Pollution at Centurion Lake will take years to fix

Published Oct 19, 2019


Pretoria - Rehabilitating the Hennops river and Centurion Lake won’t be an immediate quick fix and it will take several years to restore them to their original state.

This is according to metro spokesperson Lindela Mashigo, who said there were plans to rehabilitate the river, but it would take several years to reverse the damage caused by upstream pollution.

Mashigo said R28.6 million had been earmarked for the first phase of the rehabilitation of the stretch of the Hennops River between the Gerhard Street bridge and Lenchen North Road bridge.

Centurion Lake also forms part of a broader process to rehabilitate the Hennops River and it would not be resuscitated as a waterfront again.

“The aim of the rehabilitation process is not to restore the waterfront but rather to restore the river to its natural flow as far as humanly possible.

“Work will start in this financial year with funds earmarked for the rehabilitation process.

“However, to ensure that the allocated budget is well spent, we are first appointing consultants who will review existing proposals and designs and advise the City on the most economical, efficient and environmentally sensitive way of going about this sensitive process.”

He said once this was completed and presented to all interested and affected parties, the next step would be to tend to the physical aspects.

“We will be guided by the consulting team’s expertise as to the order of activities as the full suite of interventions will need to be funded and implemented over several years,” Mashigo added.

The metro has also established a Task Team that consists of representatives from the different departments based on their skills and expertise according to Mashigo.

“The specification to source specific expertise to design the rehabilitation solution is under way.”

He said physical activity would be seen in the third or fourth quarter of the financial year.

Rehabilitation forms part of the city’s operational and maintenance budget.

On the community front, people like Katherine Fillmore are getting their hands dirty and doing monthly clean-ups at sections of the river.

Fillmore has been involved in the clean-up of the river since 2013, working with other organisations all chasing a common goal - to rid the river of pollution.

A director for the Hennops River Forum, Fillmore said thousands of bags of rubbish have been extracted from the river but the total has not been calculated.

“The river is severely polluted in Centurion and up in Tembisa, waste-water treatment plants need to be upgraded with immediate effect.

“Strong partnerships and relationships need to be established between civil society, corporates and government.”

She said the people on the street needed to take responsibility for their waste and the environmental footprint they left.

This started with education.

“I have put together an education campaign called Ubuntu Flow taking waste and river pollution education to schools.

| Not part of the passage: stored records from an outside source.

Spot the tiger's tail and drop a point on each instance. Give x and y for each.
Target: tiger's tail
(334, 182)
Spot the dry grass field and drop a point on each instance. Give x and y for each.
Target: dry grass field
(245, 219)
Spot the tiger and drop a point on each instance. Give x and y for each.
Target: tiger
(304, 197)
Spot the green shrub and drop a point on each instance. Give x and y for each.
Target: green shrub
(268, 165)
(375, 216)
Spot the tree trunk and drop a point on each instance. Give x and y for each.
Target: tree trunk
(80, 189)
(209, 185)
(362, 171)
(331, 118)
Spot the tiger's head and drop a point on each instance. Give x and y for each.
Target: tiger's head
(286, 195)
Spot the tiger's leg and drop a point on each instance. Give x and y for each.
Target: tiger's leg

I require funding to implement further reach.”

She said inventions such as waterless toilets should be embraced and industries must take responsibility and not pollute rivers.

“Stricter fines and watchdogs need to be put in place. Citizens must report leaks, illegal dumping and bursting manholes to officials. We need active citizen engagement.

“There is a lot of illegal dumping into the rivers.

“People need to be educated and realise that this impacts the environment negatively which has a direct influence on them.”

She said they had begun a campaign in Tembisa which keeps expanding to different areas of the river.

“Our aim is to create a chain of clean-ups along the river where civil society takes responsibility for their areas and conducts regular campaigns working together with municipality and businesses,” said Fillmore.